Writing Code That Lasts

Software EngineeringBest PracticesClean Code

Most code is written once and read a hundred times. The economics are clear: optimize for reading. But most developers optimize for writing — they prioritize speed of initial implementation over clarity of the final result.

Naming is the most important optimization. A well-named function doesn't need a comment. A poorly-named one confuses every reader forever. I spend more time on names than on any other aspect of code. If I can't find a good name, I probably don't understand the concept well enough.

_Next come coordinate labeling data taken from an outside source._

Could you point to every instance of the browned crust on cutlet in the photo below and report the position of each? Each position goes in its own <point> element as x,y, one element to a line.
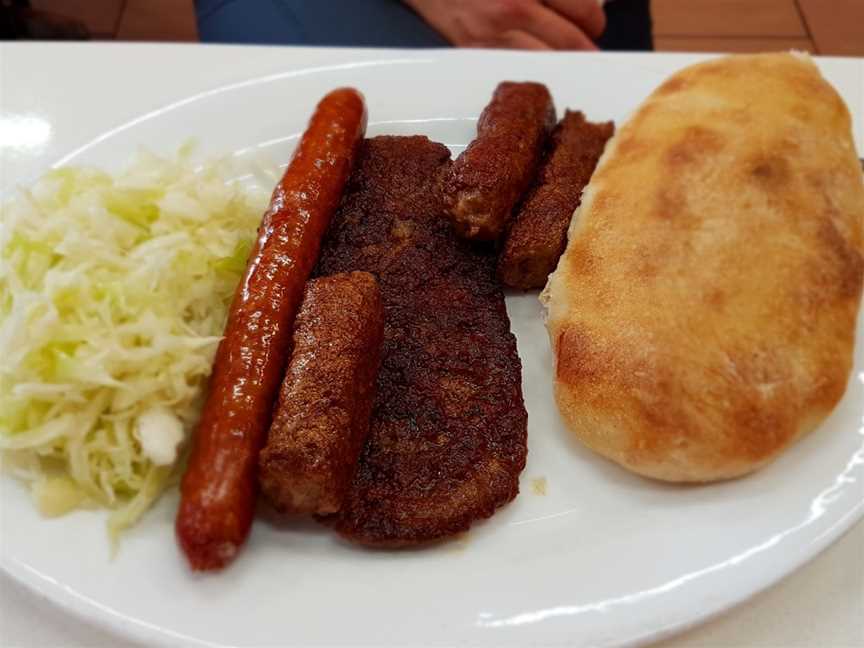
<point>539,232</point>
<point>322,417</point>
<point>448,433</point>
<point>488,179</point>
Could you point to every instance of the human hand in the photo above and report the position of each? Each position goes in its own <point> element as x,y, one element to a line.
<point>515,24</point>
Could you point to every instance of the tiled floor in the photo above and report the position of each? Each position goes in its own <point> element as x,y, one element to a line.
<point>834,27</point>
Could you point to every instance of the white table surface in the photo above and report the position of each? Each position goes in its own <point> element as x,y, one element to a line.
<point>820,605</point>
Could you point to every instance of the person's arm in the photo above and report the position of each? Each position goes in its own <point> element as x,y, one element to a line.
<point>519,24</point>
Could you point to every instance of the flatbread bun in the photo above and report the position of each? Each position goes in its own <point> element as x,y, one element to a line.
<point>703,315</point>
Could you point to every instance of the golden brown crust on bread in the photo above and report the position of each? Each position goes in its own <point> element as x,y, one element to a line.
<point>703,314</point>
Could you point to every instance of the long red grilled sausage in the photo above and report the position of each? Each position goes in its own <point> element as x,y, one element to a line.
<point>219,488</point>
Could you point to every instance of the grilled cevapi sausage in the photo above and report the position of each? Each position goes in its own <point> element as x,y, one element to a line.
<point>220,485</point>
<point>489,178</point>
<point>538,235</point>
<point>325,403</point>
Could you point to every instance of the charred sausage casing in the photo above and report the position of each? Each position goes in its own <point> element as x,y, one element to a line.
<point>322,418</point>
<point>538,235</point>
<point>219,487</point>
<point>488,179</point>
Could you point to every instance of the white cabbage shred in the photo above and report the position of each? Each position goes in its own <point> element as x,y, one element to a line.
<point>113,298</point>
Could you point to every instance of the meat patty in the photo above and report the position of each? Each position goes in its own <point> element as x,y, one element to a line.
<point>322,417</point>
<point>538,235</point>
<point>490,176</point>
<point>447,438</point>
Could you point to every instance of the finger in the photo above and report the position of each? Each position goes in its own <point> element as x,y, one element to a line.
<point>588,14</point>
<point>516,39</point>
<point>556,31</point>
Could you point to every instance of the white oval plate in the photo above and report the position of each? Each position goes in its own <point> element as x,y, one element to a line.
<point>603,558</point>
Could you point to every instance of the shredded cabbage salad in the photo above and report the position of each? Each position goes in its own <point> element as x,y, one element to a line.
<point>113,297</point>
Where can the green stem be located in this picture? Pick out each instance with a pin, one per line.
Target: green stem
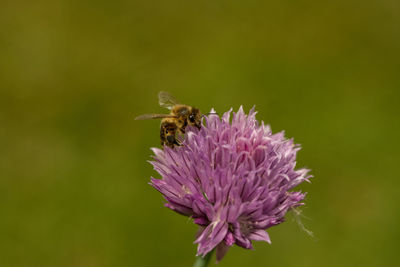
(203, 261)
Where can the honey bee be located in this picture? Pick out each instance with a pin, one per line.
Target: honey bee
(176, 122)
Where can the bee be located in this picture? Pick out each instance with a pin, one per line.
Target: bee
(176, 122)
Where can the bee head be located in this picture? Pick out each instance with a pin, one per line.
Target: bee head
(194, 118)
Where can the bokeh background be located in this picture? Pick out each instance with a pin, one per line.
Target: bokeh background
(73, 163)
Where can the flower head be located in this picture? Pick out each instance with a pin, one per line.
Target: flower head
(233, 179)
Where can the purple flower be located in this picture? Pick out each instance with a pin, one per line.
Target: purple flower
(233, 179)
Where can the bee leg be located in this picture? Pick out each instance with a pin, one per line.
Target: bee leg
(177, 143)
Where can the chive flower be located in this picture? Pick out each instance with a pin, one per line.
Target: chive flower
(234, 179)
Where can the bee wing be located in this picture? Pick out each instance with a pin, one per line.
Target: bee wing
(153, 116)
(166, 100)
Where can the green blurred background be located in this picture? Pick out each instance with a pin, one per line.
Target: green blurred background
(73, 173)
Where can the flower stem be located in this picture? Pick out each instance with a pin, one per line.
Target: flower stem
(203, 261)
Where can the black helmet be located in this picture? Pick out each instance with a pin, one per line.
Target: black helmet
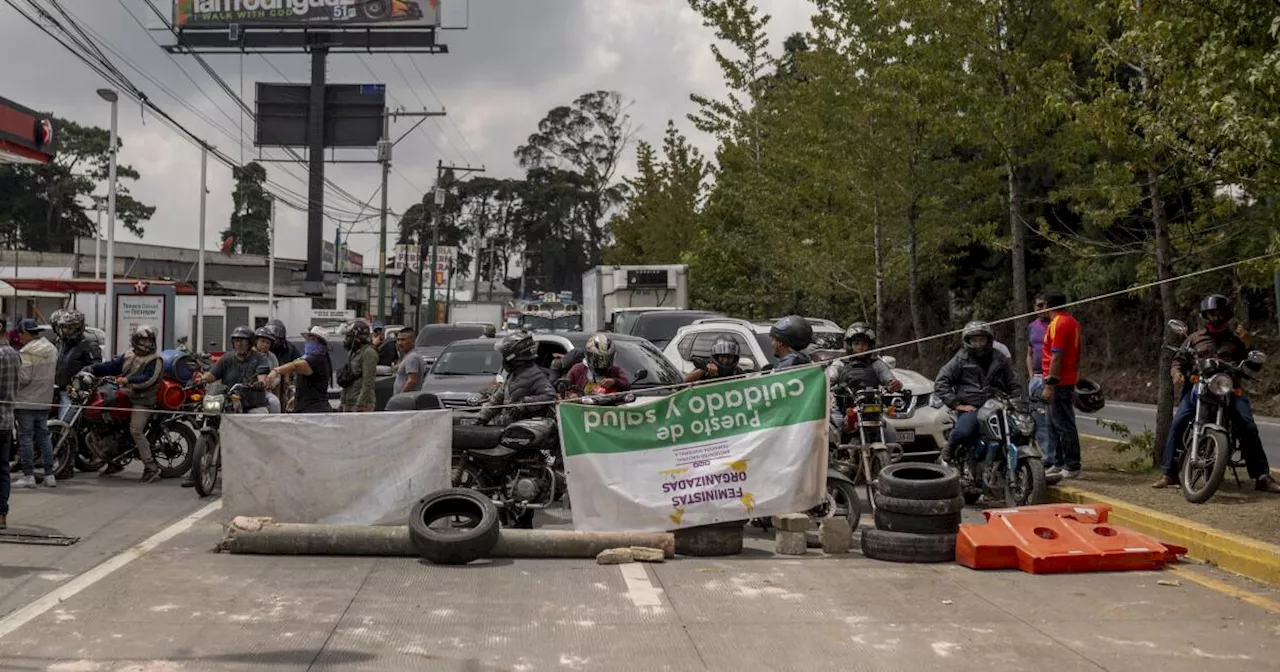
(794, 332)
(856, 330)
(1088, 397)
(517, 348)
(1220, 304)
(974, 329)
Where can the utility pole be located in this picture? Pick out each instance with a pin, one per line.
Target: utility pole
(435, 222)
(384, 156)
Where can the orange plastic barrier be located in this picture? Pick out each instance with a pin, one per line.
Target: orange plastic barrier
(1059, 539)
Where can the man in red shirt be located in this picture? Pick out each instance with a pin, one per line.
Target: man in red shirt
(1061, 368)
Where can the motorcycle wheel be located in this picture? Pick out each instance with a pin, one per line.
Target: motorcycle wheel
(1215, 456)
(172, 444)
(1028, 488)
(205, 465)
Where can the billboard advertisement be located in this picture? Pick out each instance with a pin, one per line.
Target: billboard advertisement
(306, 13)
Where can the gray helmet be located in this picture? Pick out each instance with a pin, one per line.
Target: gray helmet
(519, 347)
(859, 330)
(794, 332)
(973, 329)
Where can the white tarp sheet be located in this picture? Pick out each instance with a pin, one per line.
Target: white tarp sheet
(351, 469)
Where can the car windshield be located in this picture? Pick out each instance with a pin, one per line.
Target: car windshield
(636, 355)
(469, 359)
(443, 336)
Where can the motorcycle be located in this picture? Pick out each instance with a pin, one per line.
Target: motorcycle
(1210, 446)
(519, 466)
(1004, 464)
(96, 430)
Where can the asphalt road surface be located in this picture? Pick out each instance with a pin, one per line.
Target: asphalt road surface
(144, 592)
(1139, 416)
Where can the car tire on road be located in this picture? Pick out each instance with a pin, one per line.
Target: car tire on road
(912, 524)
(453, 545)
(919, 480)
(904, 547)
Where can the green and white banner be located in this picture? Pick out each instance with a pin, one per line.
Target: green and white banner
(720, 452)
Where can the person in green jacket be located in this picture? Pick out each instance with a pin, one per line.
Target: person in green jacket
(357, 376)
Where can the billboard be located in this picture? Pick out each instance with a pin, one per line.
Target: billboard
(306, 13)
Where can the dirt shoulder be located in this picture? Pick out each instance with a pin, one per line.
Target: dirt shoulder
(1234, 508)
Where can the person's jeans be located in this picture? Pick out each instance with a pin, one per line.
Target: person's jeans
(1061, 426)
(1246, 429)
(33, 429)
(5, 455)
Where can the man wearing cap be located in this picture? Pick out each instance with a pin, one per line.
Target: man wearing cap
(10, 364)
(35, 396)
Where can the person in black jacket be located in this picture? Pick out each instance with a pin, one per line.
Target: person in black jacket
(965, 383)
(526, 383)
(74, 353)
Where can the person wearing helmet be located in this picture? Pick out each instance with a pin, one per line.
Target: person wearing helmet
(1219, 341)
(722, 364)
(138, 371)
(967, 382)
(597, 374)
(312, 373)
(357, 375)
(791, 336)
(525, 384)
(74, 355)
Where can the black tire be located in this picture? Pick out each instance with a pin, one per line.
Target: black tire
(903, 547)
(1215, 444)
(205, 465)
(457, 545)
(172, 456)
(919, 480)
(919, 507)
(906, 522)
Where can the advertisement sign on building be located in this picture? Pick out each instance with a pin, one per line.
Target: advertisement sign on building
(305, 13)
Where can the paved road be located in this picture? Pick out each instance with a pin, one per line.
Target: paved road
(179, 607)
(1139, 416)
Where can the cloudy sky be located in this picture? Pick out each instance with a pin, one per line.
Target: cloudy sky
(513, 60)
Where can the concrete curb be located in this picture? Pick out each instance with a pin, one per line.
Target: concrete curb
(1232, 552)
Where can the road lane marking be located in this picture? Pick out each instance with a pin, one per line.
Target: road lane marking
(69, 589)
(1226, 589)
(639, 588)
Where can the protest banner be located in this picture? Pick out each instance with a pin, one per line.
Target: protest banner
(720, 452)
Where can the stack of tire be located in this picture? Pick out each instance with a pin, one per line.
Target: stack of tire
(917, 513)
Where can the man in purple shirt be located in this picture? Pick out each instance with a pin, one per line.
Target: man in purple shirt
(1036, 332)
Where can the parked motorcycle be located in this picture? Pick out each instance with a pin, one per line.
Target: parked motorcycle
(1210, 444)
(1005, 464)
(96, 429)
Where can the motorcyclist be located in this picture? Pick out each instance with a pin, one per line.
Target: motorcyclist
(597, 374)
(526, 383)
(74, 355)
(1219, 341)
(791, 336)
(967, 382)
(722, 364)
(138, 371)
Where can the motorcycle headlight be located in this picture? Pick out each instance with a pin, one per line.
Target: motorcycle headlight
(1221, 384)
(214, 405)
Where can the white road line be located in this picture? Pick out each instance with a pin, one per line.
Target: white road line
(639, 589)
(55, 597)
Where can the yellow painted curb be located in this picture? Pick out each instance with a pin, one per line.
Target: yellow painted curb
(1232, 552)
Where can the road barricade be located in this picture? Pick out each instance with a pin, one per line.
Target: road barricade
(1059, 539)
(334, 469)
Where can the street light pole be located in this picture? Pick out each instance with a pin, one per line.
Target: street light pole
(110, 96)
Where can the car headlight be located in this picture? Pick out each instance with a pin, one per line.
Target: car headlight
(1221, 384)
(214, 405)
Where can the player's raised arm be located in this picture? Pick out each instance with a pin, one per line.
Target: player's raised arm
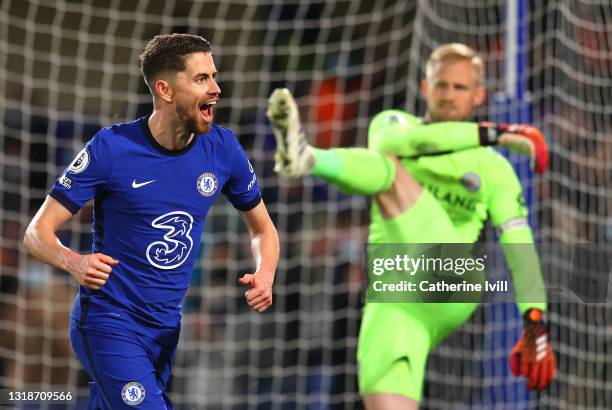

Abstractions should be extracted, not invented. Don't build an abstraction because you think you'll need it later. Build it when you see the same pattern for the third time. The first two implementations tell you what the abstraction should look like. The third one confirms it.

Tests are the specification. If a behavior isn't tested, it doesn't exist — or worse, it exists but nobody knows what it's supposed to do. I write tests that describe the contract: given this input, expect this output. When a test fails, it tells you exactly which contract was violated.

Leave it better. Every time I touch a file, I leave it slightly better than I found it. Fix the typo. Rename the confusing variable. Add the missing test. These micro-improvements compound — a codebase that's constantly being polished never needs a rewrite.

The best code I've ever written is code that another developer can read six months later and understand immediately. That's the only metric that matters.